Here, we analyze our scheme presented in Sect. 3.2. To see how it works, we demonstrate the correctness in the Encryption\(\backslash \)Decryption algorithm. When decrypts the ciphertext, he performs as follow:

$$\begin{aligned} V\oplus H_2(e(a_i H(ID_i)),U)&=V\oplus H_2(e(a_iH(ID_i)),r_i P_{pub} )\\&=V\oplus H_2(e(a_i sH(ID_i)),r_i P)\\&=V\oplus H_2(e(P_i,r_i P))\\&=M\oplus H_2(g)\oplus H_2(g)\\&=M \end{aligned}$$

Proof

We assume that the IBE scheme is secure due to the proof presented by Boneh et al. [4, 12]. To prove our scheme is secure, we should prove the modification introduced by our scheme will not affect the security of the original IBE scheme. In our scheme, everyone including KGC cannot derive \({a_j} H(ID_j)\) from \(P_j={a_j}sH(ID_j)\), though he knows \(sH(ID_j)\). Because it is at least as hard as to solve ECDLP problem. In encryption, \(M_j\) can compute \(g=e(P_i,r_j P)=e(a_i H(ID_i),r_j P_{pub})\). To find \({a_i} H(ID_i)\) and satisfy \(g=e(a_i H(ID_i),r_j P_{pub})\) is believed to be a pairing inversion problem (see Sect. 2.2).

IBE scheme is proved in choosing ciphertext attack secure under Random Oracle model by Boneh et al. [4, 12]. There is no polynomial bounded algorithm having a non-negligible advantage in solving the BDH problem. Based on the above analysis, we claim that our scheme is also secure.

Theorem 2

Our signature scheme is secure.

Firstly, we also present the correctness of our signature scheme.

$$\begin{aligned} e(V_j,P_{pub} )&=e((r_i+h_i ) a_i H(ID_i ),P_{pub})\\&=e((r_i+h_i ) a_i sH(ID_i ),P)\\&=e(U_i+h_i P_i,P)\\&=e(Q_i,P) \end{aligned}$$

Proof

\(M_i\) uses private key \(a_i\) to sign the message M. The adversary cannot solve \(a_i H(ID_i)\) from \(U_i=r_i sa_i H(ID_i)\), which is equivalent to solving ECDLP problem as presented above. Thus the adversary cannot forge the signature \(V_i=(r_i+h_i) a_i H(ID_i)\). So adversary cannot modify the \((U_i,V_i)\) to satisfy the equation \(e(V_i,P_{pub} )=e(Q_i,P)\).

The correctness of key exchange has been presented in Sect. 3.4, and here we present the secure properties in our key exchange scheme.

(1) Known Key Security: The key exchange of every times, \(M_i\) would choose a different random value, and the adversary cannot deduce the future session keys from the past session keys.

(2) Forward Secrecy: If a long term secret key, such as \(a_i\) has disclosed, at some point in the future does not lead to the compromise of communications in the past, as though the private key of KGC is compromised.

(3) Key Control: Neither party can control the outcome of the session keys, everyone should contribute the equal share to the key exchange.
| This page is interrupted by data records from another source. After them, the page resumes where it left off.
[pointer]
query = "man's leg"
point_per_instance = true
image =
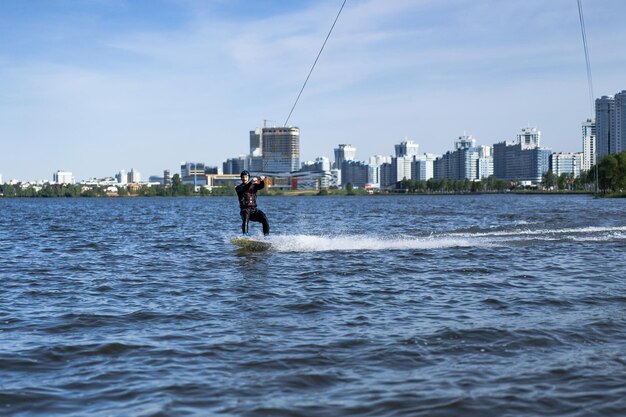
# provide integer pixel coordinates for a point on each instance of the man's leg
(259, 216)
(245, 217)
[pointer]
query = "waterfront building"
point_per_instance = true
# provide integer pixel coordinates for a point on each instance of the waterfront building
(236, 165)
(401, 168)
(462, 163)
(407, 148)
(387, 177)
(423, 167)
(355, 173)
(485, 162)
(320, 164)
(134, 177)
(62, 177)
(589, 144)
(345, 152)
(256, 142)
(566, 163)
(155, 180)
(196, 173)
(523, 159)
(167, 178)
(280, 149)
(611, 124)
(375, 162)
(121, 177)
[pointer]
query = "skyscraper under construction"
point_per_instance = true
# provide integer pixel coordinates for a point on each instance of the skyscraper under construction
(280, 149)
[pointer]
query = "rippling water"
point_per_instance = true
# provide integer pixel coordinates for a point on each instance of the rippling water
(366, 306)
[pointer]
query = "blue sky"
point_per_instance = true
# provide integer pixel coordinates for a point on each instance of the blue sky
(95, 86)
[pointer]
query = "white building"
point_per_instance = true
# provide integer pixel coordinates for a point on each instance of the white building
(407, 148)
(423, 167)
(122, 178)
(529, 138)
(345, 152)
(566, 163)
(134, 177)
(63, 177)
(401, 166)
(374, 163)
(589, 144)
(485, 162)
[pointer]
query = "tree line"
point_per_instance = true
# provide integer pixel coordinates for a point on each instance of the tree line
(611, 180)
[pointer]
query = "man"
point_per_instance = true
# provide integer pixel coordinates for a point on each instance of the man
(246, 192)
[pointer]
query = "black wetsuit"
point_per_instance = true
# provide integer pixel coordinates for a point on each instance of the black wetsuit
(246, 192)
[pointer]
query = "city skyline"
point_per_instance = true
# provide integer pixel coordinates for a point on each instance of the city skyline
(95, 87)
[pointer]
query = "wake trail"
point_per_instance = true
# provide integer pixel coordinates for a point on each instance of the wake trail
(346, 243)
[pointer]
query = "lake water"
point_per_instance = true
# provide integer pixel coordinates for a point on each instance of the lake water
(492, 305)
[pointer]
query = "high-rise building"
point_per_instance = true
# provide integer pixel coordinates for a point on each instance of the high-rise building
(407, 148)
(619, 122)
(401, 168)
(566, 163)
(529, 138)
(375, 162)
(611, 124)
(523, 159)
(62, 177)
(589, 144)
(355, 173)
(256, 142)
(319, 165)
(280, 149)
(462, 163)
(121, 177)
(236, 165)
(345, 152)
(423, 166)
(134, 177)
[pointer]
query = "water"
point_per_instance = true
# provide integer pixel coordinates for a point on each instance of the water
(366, 306)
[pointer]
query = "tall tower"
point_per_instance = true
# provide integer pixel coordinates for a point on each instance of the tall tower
(619, 122)
(345, 152)
(589, 144)
(605, 112)
(407, 148)
(280, 149)
(529, 138)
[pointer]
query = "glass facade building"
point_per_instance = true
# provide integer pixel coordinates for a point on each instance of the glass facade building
(280, 149)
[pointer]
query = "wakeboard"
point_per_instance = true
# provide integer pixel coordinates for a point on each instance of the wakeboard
(251, 245)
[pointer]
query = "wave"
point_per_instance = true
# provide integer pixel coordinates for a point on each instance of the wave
(464, 239)
(309, 243)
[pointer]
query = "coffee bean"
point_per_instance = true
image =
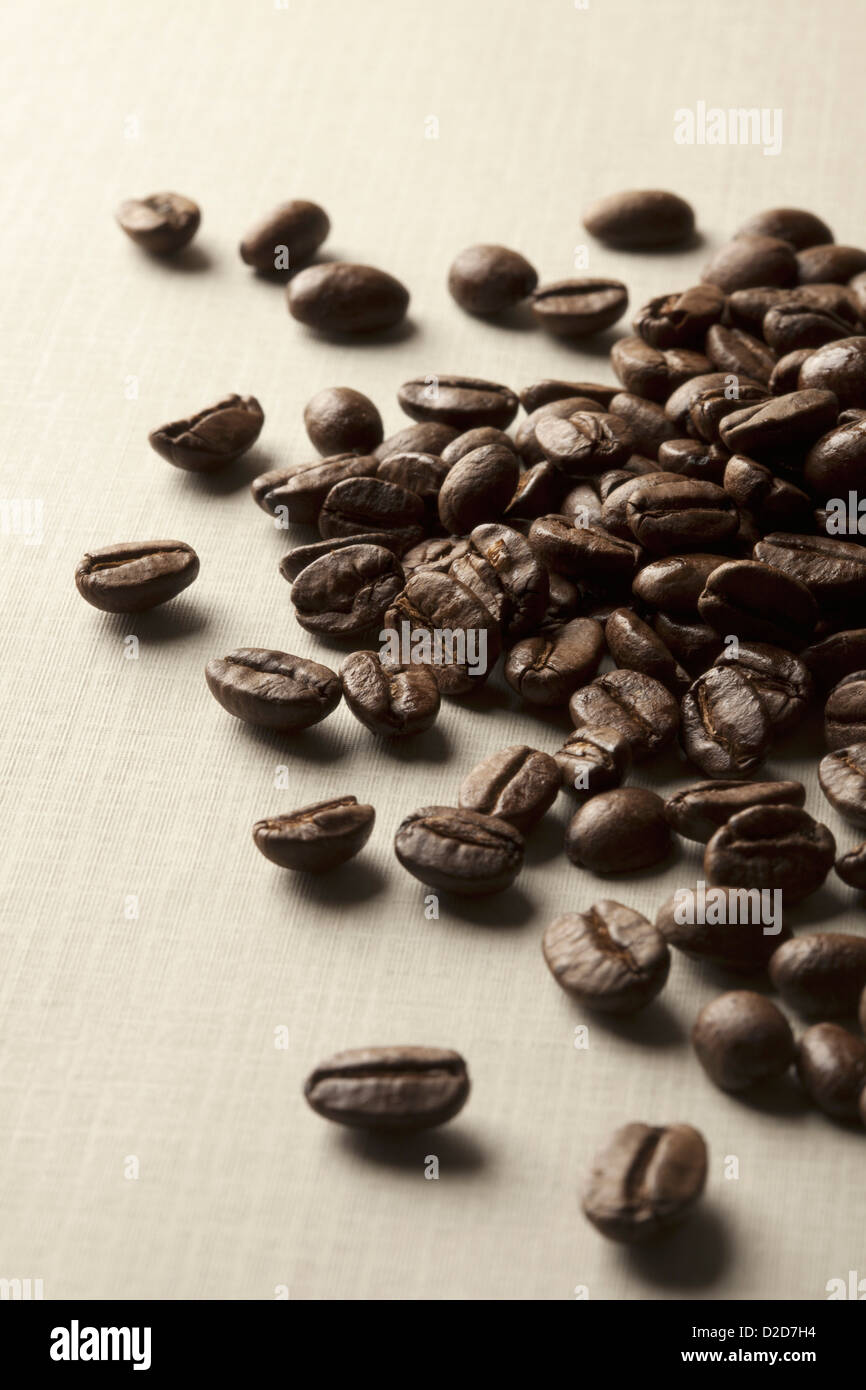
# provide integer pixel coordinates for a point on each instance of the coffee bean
(135, 576)
(459, 851)
(389, 1087)
(641, 218)
(316, 838)
(578, 307)
(341, 298)
(163, 223)
(273, 688)
(645, 1180)
(287, 238)
(741, 1039)
(213, 437)
(609, 957)
(517, 784)
(770, 847)
(619, 831)
(831, 1066)
(488, 280)
(341, 420)
(546, 669)
(389, 702)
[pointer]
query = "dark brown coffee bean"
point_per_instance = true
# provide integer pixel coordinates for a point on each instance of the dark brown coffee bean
(135, 576)
(273, 690)
(459, 851)
(609, 957)
(487, 280)
(389, 1087)
(391, 704)
(341, 298)
(161, 223)
(578, 307)
(213, 437)
(517, 784)
(741, 1039)
(641, 218)
(287, 238)
(316, 838)
(645, 1180)
(619, 831)
(546, 669)
(770, 847)
(831, 1066)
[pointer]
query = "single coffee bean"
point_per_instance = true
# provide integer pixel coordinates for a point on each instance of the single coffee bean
(578, 307)
(843, 780)
(316, 838)
(645, 1180)
(287, 238)
(341, 298)
(135, 576)
(163, 223)
(517, 784)
(488, 280)
(341, 420)
(459, 851)
(213, 437)
(770, 847)
(831, 1066)
(640, 218)
(273, 690)
(619, 831)
(609, 957)
(389, 1087)
(546, 669)
(741, 1039)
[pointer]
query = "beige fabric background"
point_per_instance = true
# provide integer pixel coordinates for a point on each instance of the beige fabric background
(156, 1037)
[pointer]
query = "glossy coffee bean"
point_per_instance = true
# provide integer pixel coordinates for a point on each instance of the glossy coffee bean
(389, 1087)
(316, 838)
(609, 957)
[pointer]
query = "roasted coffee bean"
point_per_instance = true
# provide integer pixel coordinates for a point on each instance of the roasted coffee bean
(161, 223)
(831, 1066)
(389, 1087)
(316, 838)
(645, 1180)
(641, 218)
(680, 320)
(749, 262)
(578, 307)
(546, 669)
(487, 280)
(619, 831)
(341, 298)
(741, 1039)
(517, 784)
(820, 976)
(459, 851)
(637, 706)
(135, 576)
(213, 437)
(394, 702)
(273, 690)
(758, 602)
(843, 780)
(609, 957)
(287, 238)
(722, 927)
(770, 847)
(726, 729)
(341, 420)
(346, 592)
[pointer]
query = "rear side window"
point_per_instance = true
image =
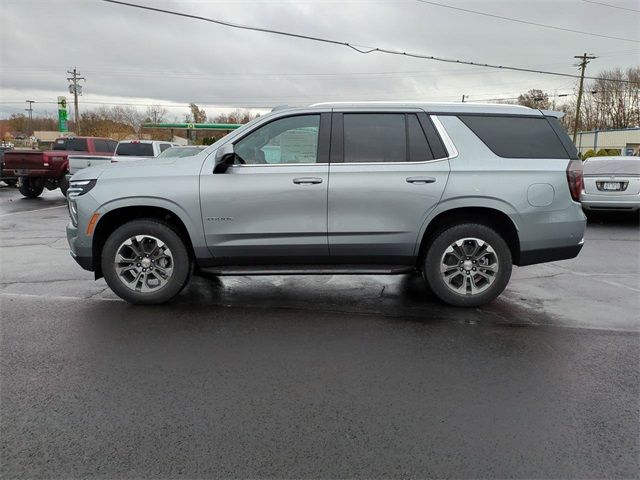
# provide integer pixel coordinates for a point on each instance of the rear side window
(135, 149)
(374, 137)
(419, 150)
(101, 146)
(516, 137)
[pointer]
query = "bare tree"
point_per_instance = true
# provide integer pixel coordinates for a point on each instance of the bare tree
(198, 115)
(535, 98)
(608, 102)
(156, 114)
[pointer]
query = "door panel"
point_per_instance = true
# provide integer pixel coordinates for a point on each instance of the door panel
(375, 212)
(379, 197)
(272, 209)
(263, 211)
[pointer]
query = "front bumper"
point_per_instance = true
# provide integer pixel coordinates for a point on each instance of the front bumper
(81, 254)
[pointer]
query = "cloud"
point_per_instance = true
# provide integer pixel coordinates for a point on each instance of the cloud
(133, 56)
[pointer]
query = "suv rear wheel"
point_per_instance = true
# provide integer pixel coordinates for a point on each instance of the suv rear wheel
(468, 265)
(145, 262)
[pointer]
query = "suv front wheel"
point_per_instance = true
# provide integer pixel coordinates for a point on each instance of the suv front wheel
(468, 265)
(145, 262)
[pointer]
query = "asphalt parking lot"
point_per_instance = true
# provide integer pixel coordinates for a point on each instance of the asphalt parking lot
(322, 376)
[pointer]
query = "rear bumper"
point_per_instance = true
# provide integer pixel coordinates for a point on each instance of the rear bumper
(29, 172)
(531, 257)
(610, 202)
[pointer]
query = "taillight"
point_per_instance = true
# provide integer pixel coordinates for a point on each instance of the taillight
(574, 179)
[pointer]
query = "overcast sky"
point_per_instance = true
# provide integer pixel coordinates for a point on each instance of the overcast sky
(131, 56)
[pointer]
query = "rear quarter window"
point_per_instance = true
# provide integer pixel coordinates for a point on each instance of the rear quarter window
(517, 137)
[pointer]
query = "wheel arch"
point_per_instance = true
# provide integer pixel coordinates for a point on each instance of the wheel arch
(494, 215)
(118, 215)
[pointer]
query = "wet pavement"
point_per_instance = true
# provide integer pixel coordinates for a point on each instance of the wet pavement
(317, 376)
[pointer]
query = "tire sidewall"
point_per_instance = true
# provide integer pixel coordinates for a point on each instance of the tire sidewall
(64, 185)
(447, 237)
(182, 262)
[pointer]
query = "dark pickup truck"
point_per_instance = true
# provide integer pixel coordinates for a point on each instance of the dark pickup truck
(37, 170)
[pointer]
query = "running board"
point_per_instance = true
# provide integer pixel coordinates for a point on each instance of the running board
(305, 270)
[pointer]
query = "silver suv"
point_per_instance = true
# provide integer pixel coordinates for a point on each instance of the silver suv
(459, 192)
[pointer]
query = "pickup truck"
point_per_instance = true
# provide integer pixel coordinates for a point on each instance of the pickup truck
(126, 151)
(37, 170)
(6, 176)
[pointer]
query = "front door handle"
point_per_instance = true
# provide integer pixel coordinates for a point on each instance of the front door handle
(421, 180)
(307, 180)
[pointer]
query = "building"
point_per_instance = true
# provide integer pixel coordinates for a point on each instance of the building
(627, 140)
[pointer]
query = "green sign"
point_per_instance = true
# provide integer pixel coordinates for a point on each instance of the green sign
(62, 115)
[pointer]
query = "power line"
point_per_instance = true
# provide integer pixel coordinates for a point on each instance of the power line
(357, 48)
(526, 22)
(583, 64)
(611, 6)
(76, 89)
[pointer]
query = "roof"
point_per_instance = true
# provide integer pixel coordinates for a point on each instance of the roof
(438, 107)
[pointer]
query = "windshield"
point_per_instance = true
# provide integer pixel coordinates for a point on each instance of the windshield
(180, 152)
(71, 144)
(135, 149)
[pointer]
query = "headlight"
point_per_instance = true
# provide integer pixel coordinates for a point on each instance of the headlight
(76, 189)
(73, 211)
(79, 187)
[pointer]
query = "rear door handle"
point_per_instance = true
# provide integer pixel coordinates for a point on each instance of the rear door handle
(421, 180)
(307, 180)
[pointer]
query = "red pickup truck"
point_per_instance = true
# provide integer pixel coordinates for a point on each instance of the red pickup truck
(37, 170)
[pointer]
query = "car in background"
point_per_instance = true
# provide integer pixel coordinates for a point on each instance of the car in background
(182, 151)
(130, 150)
(6, 176)
(125, 151)
(611, 183)
(37, 170)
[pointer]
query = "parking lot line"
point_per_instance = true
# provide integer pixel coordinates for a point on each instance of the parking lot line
(30, 211)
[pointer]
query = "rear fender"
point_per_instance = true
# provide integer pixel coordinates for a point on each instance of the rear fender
(469, 202)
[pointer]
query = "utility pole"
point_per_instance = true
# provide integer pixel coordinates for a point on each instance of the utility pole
(76, 89)
(584, 59)
(30, 110)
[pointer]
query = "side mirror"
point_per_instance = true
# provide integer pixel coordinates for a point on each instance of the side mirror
(225, 157)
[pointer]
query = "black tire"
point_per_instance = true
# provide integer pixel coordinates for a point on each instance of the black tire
(181, 261)
(30, 189)
(444, 289)
(64, 185)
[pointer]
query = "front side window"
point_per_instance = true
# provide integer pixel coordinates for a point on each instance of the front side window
(135, 149)
(374, 137)
(101, 146)
(71, 144)
(287, 140)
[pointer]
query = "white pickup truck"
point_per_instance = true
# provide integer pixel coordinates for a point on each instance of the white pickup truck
(126, 151)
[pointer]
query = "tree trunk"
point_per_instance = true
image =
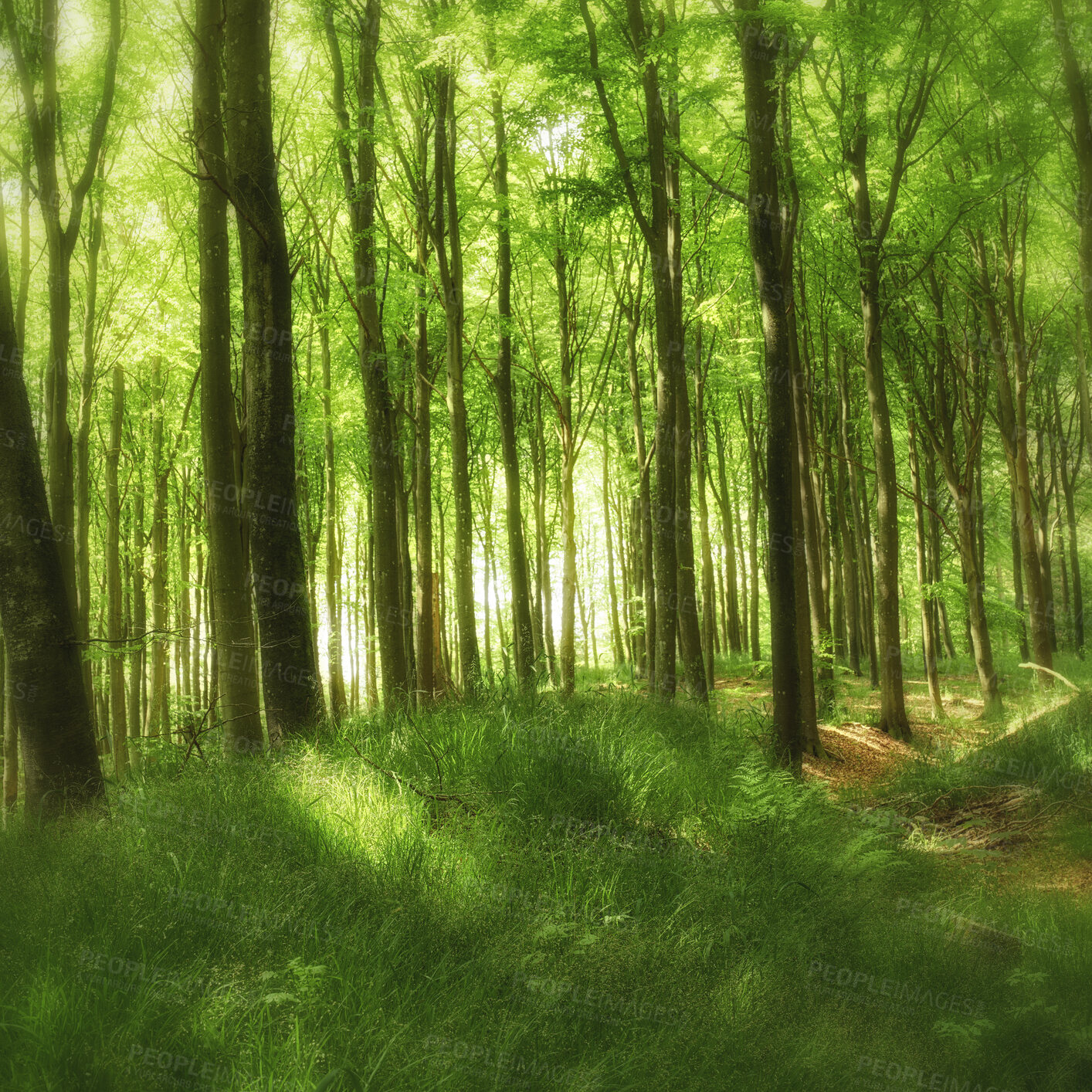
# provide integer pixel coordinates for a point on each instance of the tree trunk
(892, 704)
(519, 580)
(293, 693)
(450, 261)
(114, 630)
(37, 616)
(232, 631)
(928, 649)
(616, 641)
(759, 53)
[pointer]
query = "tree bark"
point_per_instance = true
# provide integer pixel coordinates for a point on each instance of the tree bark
(759, 50)
(37, 615)
(293, 693)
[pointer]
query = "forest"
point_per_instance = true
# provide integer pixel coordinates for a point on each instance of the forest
(542, 545)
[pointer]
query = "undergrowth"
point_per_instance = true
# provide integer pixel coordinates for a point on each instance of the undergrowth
(604, 894)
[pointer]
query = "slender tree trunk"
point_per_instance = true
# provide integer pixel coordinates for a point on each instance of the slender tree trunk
(707, 583)
(759, 53)
(928, 649)
(752, 510)
(290, 683)
(450, 261)
(232, 630)
(616, 641)
(1075, 561)
(646, 570)
(892, 704)
(519, 580)
(10, 738)
(114, 631)
(83, 434)
(735, 641)
(36, 607)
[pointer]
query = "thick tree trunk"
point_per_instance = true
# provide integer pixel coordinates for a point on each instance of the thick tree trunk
(450, 261)
(293, 693)
(519, 579)
(759, 53)
(83, 435)
(45, 676)
(392, 615)
(232, 631)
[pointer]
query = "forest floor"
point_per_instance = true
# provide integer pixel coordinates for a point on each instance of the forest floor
(1012, 833)
(599, 896)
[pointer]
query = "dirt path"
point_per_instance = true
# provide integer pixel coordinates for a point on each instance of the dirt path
(1012, 836)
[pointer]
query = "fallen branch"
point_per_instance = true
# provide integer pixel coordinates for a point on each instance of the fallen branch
(1036, 667)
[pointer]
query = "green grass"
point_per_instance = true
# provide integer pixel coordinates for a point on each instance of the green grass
(622, 897)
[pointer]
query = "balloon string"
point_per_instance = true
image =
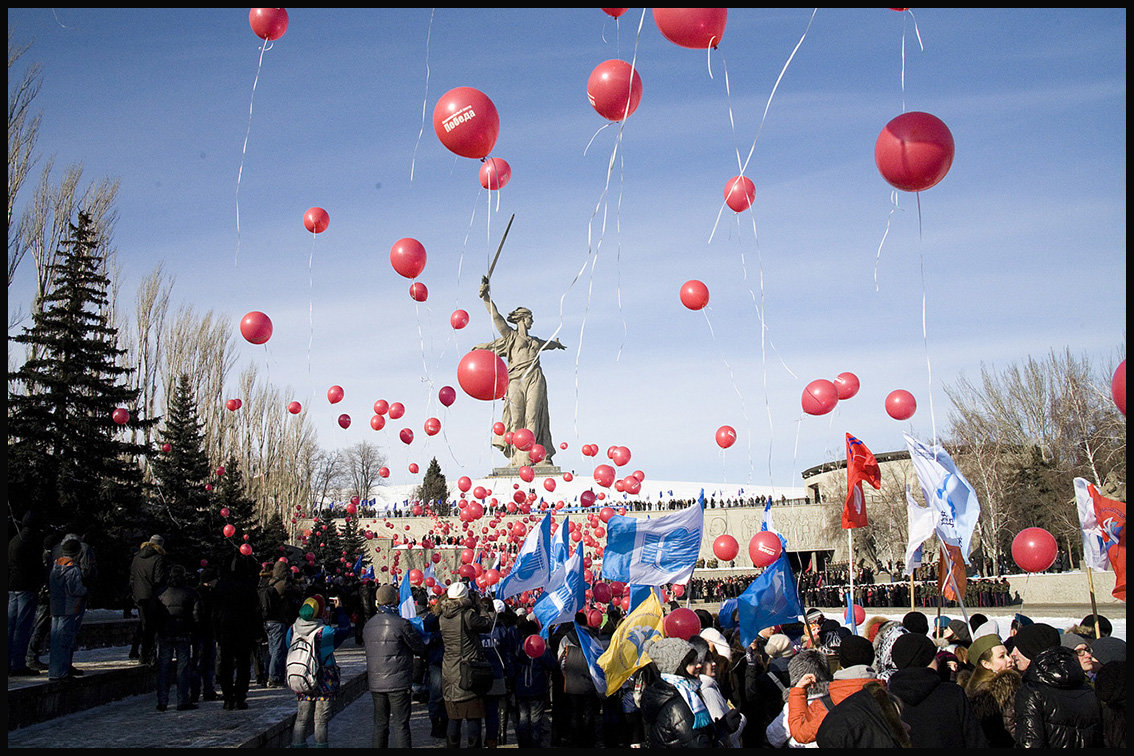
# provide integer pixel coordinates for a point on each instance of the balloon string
(429, 34)
(244, 150)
4.3 Anonymity Analysis of Our Scheme

In our scheme, the private key \(a_i\) of \(M_i\) is chosen by \(M_i\) himself, and identity of \(M_i\) is masked by private key \(a_i\). Both of pairwise keys cannot be derived by other users. And the adversary needs to know the private information \(a_i\). Given a point \(s H(ID_i)\) and \(P_i=a_i sH(ID_i)\), the adversary cannot derive the value \(a_i\) which is equivalent to solving ECDLP problem. The KGC only knows users’ identities when he verifies the users’ legality. This kind of hidden identity just suits for anonymous communication system.

5 Conclusion

We propose a paring-based scheme for anonymous communication system. In our scheme, pairs of keys are generated by users themselves. KGC takes charge of signing the identities of users. If a user is legal, (it means he is signed by KGC) they can communicate with others including encryption/decryption, digital signature, key exchange and so on. In our scheme, key revocation is simple because the key renewal is easy to realize. We present the correctness and the security analysis of our algorithm. Our scheme is simple and feasible and it is suitable for anonymous communication system.